Center Stage, as Apple brands it, keeps video conferencing participants appropriately framed even as they move about a room by combining machine learning with a fixed 12-megapixel sensor touting a ultra-wide 122‑degree field of view. They have seen similar tracking on the Portal TV, Echo Show 10, and even the Xbox Kinect accessory. In any case, those are niche devices compared to the iPad, which saw deals flood a year ago as students and remote workers snapped the tablets up in droves.
“Center Stage works with FaceTime and other video conferencing apps,” says Apple on the iPad Pro landing page. Apple botched its opportunity to scale FaceTime to compete any semblance of Zoom and Teams by reneging on its guarantee to make it an industry standard for ecosytem lock-in.
Apple demonstrated Center Stage with two participants, both of whom are recognized and framed suitably as they move about a kitchen, on a FaceTime call with a third. It’s a good demo; the COVID-19 pandemic has blended work and life so hard that it’s currently genuinely normal to see individuals making dinner during a Zoom meeting across international time zones, or a child requesting a parent’s help during a Teams school lesson. Tech like Center Stage can assist further with infuse this sense of humanity into our otherwise stoic professional and educational pursuits.

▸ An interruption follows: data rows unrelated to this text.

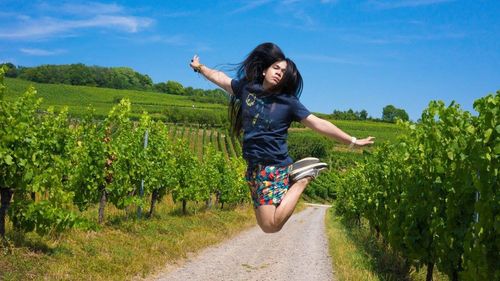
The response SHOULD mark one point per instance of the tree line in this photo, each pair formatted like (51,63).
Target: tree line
(390,113)
(109,77)
(51,165)
(432,196)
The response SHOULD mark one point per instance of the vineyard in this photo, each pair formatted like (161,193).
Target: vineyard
(432,196)
(53,168)
(429,190)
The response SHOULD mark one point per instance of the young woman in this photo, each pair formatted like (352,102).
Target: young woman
(264,102)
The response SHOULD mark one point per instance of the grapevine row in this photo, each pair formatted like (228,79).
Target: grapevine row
(433,195)
(49,165)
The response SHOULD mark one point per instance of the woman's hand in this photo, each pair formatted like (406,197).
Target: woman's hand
(195,63)
(364,142)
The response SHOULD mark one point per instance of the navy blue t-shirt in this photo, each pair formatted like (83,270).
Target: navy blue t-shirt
(266,119)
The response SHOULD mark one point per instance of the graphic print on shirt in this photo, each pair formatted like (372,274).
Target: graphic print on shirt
(257,112)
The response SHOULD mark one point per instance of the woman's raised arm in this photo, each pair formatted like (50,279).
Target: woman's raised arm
(217,77)
(328,129)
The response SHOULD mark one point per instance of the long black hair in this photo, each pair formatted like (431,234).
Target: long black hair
(250,71)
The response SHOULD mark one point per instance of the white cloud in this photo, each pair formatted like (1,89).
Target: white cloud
(41,52)
(328,59)
(50,27)
(250,5)
(384,4)
(70,18)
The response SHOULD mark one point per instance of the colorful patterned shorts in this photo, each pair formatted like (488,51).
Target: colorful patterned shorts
(268,184)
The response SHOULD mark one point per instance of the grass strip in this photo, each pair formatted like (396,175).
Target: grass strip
(358,255)
(124,248)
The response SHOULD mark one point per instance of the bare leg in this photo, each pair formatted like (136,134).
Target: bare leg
(271,218)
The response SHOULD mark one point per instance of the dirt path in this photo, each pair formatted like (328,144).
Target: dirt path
(298,252)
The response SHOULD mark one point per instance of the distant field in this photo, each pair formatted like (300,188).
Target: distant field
(158,105)
(78,98)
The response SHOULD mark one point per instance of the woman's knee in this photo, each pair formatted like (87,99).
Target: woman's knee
(270,227)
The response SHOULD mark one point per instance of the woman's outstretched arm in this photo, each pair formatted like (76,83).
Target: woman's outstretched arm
(328,129)
(217,77)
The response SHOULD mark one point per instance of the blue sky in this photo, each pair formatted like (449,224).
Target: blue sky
(352,54)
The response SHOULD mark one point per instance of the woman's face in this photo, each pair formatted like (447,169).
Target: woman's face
(274,74)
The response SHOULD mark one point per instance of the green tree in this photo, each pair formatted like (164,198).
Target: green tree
(175,88)
(390,113)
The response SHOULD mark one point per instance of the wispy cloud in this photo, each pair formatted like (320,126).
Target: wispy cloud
(89,8)
(250,5)
(401,39)
(394,4)
(176,40)
(329,59)
(41,52)
(93,15)
(50,27)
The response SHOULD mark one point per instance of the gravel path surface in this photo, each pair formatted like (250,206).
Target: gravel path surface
(298,252)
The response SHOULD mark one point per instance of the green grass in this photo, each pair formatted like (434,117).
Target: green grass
(358,255)
(78,98)
(123,248)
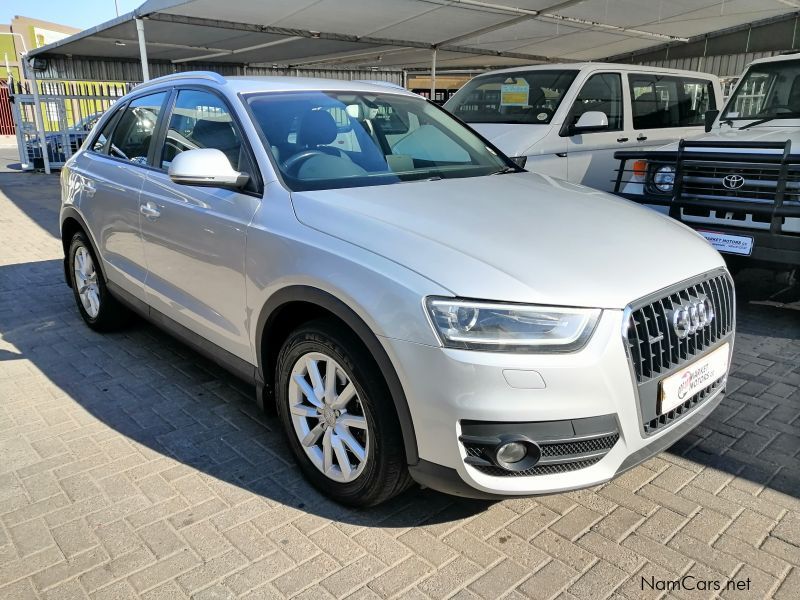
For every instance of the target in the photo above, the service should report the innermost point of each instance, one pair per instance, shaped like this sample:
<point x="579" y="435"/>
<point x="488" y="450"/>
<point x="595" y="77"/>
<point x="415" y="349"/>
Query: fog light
<point x="511" y="452"/>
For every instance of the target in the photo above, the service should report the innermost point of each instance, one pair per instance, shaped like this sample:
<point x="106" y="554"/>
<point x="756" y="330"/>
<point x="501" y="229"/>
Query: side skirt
<point x="241" y="368"/>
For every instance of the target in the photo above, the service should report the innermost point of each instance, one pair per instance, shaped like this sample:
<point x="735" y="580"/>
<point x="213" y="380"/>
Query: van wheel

Unfortunately, the position of the front-facing camera, unaltered on the new M1 iPad Pro, causes participants to give off an impression of staring off to the side when utilized with a keyboard dock, as is normal for business and school uses. What’s more, iPadOS makes different frustrations for video conferences. Ideally the iPad Pro is only a beginning and they will see ultra-wide Center Stage cameras going to the much maligned, yet better positioned, MacBook webcams soon.